# A/B Testing

A/B testing, also known as split testing, is a quantitative research method that compares two or more versions of a product, design, or 
message to see which one performs best. 

The goal is to learn how people behave on a page and make decisions based on that data. 


### Requirement

Our favorite online shoe store, ShoeFly.com is performing an A/B Test. They have two different versions of an ad, which they have placed 
in emails, as well as in banner ads on Facebook, Twitter, and Google. 

They want to know how the two ads are performing on each of the different platforms on each day of the week. 
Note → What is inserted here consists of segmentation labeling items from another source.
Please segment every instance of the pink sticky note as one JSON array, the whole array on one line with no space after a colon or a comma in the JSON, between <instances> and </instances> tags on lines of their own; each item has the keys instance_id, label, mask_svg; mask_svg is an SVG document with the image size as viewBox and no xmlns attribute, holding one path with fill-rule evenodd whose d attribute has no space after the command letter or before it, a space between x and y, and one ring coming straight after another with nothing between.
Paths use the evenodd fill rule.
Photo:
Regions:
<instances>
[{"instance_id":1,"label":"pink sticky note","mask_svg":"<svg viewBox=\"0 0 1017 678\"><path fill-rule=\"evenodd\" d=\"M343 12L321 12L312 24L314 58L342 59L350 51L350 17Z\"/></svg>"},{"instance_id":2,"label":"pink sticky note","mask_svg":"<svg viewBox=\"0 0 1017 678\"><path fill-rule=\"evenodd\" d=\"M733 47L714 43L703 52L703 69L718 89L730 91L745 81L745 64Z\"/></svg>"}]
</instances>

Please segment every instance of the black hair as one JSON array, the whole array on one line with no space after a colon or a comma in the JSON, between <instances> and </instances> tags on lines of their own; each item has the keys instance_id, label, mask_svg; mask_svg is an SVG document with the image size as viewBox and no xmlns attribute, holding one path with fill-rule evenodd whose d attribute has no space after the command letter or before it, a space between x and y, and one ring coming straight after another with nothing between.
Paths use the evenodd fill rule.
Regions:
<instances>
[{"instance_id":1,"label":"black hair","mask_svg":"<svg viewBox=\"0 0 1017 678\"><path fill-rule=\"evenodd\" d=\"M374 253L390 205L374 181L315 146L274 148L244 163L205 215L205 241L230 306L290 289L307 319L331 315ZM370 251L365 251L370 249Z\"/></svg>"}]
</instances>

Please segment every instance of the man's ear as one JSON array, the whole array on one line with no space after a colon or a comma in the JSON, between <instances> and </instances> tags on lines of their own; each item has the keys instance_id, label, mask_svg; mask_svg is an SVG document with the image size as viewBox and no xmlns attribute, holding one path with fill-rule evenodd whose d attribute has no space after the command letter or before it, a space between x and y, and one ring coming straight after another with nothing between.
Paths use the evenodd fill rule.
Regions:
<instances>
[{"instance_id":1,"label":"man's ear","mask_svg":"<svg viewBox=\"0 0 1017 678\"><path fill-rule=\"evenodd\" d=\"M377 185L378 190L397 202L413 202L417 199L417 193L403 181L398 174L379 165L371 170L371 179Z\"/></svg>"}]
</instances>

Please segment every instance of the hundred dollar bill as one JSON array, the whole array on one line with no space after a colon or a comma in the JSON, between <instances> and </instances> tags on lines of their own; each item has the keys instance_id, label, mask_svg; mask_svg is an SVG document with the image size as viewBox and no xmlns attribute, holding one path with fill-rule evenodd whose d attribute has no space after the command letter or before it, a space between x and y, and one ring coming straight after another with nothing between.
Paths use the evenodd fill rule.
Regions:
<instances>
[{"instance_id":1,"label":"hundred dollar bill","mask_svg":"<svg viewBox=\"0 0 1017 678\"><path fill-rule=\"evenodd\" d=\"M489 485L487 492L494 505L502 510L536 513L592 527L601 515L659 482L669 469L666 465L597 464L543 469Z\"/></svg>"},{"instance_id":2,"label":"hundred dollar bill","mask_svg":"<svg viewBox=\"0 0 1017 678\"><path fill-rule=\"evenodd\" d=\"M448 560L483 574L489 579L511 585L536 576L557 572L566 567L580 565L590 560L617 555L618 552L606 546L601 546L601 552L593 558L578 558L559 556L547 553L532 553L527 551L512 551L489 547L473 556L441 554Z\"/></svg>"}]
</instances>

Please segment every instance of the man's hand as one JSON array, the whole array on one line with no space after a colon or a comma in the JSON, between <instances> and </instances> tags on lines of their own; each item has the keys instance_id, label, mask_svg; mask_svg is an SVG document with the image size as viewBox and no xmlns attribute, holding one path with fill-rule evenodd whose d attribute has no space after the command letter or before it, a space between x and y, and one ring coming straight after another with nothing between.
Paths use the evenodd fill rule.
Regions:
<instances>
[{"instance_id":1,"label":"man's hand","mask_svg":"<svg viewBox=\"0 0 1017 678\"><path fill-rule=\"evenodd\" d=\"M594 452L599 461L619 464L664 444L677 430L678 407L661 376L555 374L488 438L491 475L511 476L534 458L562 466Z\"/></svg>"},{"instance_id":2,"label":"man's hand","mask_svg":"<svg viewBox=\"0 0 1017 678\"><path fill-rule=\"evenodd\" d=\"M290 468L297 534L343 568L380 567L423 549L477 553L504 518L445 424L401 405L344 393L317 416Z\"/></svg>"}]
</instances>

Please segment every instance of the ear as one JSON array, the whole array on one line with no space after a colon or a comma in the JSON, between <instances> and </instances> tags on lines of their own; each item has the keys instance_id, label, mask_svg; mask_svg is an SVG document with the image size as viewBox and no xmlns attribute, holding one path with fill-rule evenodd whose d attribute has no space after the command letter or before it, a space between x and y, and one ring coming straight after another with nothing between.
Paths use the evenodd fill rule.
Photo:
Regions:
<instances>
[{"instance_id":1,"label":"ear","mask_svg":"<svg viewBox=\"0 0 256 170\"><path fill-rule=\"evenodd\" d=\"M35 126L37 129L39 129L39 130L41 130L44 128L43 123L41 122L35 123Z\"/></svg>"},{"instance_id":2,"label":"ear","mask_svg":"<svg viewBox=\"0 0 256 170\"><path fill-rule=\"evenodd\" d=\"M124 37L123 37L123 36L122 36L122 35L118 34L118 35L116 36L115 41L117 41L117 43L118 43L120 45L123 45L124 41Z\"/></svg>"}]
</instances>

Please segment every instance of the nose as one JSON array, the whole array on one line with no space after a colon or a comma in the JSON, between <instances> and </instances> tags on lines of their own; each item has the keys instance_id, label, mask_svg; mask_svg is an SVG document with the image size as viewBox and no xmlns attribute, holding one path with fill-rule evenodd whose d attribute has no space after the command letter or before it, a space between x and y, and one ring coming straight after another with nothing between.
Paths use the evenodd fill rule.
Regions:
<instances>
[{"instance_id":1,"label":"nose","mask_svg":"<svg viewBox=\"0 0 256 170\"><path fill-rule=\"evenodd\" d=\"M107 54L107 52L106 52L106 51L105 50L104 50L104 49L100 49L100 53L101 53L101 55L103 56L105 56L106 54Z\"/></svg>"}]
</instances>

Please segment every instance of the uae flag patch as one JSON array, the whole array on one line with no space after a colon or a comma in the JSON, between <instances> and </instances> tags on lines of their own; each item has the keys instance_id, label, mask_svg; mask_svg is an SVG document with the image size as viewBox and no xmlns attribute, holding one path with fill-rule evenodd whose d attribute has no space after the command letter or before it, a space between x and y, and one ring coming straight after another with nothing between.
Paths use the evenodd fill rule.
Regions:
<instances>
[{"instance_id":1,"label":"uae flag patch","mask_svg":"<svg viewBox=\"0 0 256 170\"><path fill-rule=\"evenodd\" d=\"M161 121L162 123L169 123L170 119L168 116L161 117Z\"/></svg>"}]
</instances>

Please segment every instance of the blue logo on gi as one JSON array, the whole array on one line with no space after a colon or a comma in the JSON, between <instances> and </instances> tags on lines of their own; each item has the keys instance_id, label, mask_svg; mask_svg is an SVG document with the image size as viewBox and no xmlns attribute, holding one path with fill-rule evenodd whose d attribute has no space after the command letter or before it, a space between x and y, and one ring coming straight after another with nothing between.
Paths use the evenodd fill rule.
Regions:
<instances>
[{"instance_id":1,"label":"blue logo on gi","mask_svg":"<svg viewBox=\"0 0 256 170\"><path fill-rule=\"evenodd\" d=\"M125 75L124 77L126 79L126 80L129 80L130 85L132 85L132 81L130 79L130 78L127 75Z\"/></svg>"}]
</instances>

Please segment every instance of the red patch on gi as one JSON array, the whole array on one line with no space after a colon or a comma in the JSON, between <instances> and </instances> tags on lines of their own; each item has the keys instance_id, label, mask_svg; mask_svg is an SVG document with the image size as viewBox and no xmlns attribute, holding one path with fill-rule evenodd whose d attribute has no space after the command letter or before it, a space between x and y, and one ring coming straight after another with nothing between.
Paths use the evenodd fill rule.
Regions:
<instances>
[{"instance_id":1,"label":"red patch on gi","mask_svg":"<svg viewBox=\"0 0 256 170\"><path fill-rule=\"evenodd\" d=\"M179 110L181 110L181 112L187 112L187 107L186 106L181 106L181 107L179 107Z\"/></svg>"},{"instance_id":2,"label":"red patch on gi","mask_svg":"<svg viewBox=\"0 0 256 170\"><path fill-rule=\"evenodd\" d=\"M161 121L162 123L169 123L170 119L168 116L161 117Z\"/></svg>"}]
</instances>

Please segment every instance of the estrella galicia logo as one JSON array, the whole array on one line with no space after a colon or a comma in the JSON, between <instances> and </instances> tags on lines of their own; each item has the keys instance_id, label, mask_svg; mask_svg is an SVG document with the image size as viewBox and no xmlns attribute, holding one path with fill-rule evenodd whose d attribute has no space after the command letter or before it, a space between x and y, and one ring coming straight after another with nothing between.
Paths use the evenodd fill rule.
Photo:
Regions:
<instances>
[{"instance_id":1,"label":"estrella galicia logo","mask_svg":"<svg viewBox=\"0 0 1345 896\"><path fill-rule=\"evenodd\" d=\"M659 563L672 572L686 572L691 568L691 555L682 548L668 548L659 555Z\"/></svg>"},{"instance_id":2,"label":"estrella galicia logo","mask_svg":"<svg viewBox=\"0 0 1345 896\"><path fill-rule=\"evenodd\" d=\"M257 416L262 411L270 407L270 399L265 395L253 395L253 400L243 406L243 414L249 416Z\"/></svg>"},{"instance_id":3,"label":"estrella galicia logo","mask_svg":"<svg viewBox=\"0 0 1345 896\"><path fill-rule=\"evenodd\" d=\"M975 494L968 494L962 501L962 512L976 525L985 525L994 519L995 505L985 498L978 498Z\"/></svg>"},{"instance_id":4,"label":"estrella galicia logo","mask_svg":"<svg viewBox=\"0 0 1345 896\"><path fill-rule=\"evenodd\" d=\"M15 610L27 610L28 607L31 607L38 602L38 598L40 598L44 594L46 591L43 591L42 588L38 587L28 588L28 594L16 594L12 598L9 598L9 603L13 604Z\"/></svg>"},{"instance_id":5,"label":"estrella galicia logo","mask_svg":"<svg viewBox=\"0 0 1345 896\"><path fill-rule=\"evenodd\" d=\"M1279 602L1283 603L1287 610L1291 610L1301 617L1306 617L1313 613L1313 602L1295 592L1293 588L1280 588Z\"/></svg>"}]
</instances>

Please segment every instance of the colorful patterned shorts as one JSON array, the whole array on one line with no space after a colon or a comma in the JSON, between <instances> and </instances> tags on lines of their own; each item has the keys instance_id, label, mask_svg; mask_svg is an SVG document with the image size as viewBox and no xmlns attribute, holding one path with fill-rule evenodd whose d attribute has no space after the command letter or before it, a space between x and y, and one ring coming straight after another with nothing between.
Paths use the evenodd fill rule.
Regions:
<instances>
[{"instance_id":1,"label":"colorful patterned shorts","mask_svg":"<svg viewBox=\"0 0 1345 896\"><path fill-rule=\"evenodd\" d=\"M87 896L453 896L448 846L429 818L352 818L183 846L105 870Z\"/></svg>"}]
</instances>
Help them analyze the data using aggregate measures.

In [3]:
import pandas as pd

In [4]:
ad_clicks_df = pd.read_csv(r'D:\GIT_Repositories\pandas\ad_clicks.csv')

### Task 1

Examine the first few rows of ad_clicks.

In [6]:
ad_clicks_df.head(10)

Unnamed: 0,user_id,utm_source,day,ad_click_timestamp,experimental_group
0,008b7c6c-7272-471e-b90e-930d548bd8d7,google,6 - Saturday,07:18,A
1,009abb94-5e14-4b6c-bb1c-4f4df7aa7557,facebook,7 - Sunday,,B
2,00f5d532-ed58-4570-b6d2-768df5f41aed,twitter,2 - Tuesday,,A
3,011adc64-0f44-4fd9-a0bb-f1506d2ad439,google,2 - Tuesday,,B
4,012137e6-7ae7-4649-af68-205b4702169c,facebook,7 - Sunday,,B
5,013b0072-7b72-40e7-b698-98b4d0c9967f,facebook,1 - Monday,,A
6,0153d85b-7660-4c39-92eb-1e1acd023280,google,4 - Thursday,,A
7,01555297-d6e6-49ae-aeba-1b196fdbb09f,google,3 - Wednesday,,A
8,018cea61-19ea-4119-895b-1a4309ccb148,email,1 - Monday,18:33,A
9,01a210c3-fde0-4e6f-8efd-4f0e38730ae6,email,2 - Tuesday,15:21,B


## Task 2

Your manager wants to know which ad platform is getting you the most views.

How many views (i.e., rows of the table) came from each utm_source?

In [7]:
ad_clicks_df.groupby('utm_source').user_id.count().reset_index()

Unnamed: 0,utm_source,user_id
0,email,255
1,facebook,504
2,google,680
3,twitter,215


From above: Google followed by face book are getting us more views. both brough > 500 views

## Task 3

tricky: .isnull()

In [None]:
If the column ad_click_timestamp is not null, then someone actually clicked on the ad that was displayed.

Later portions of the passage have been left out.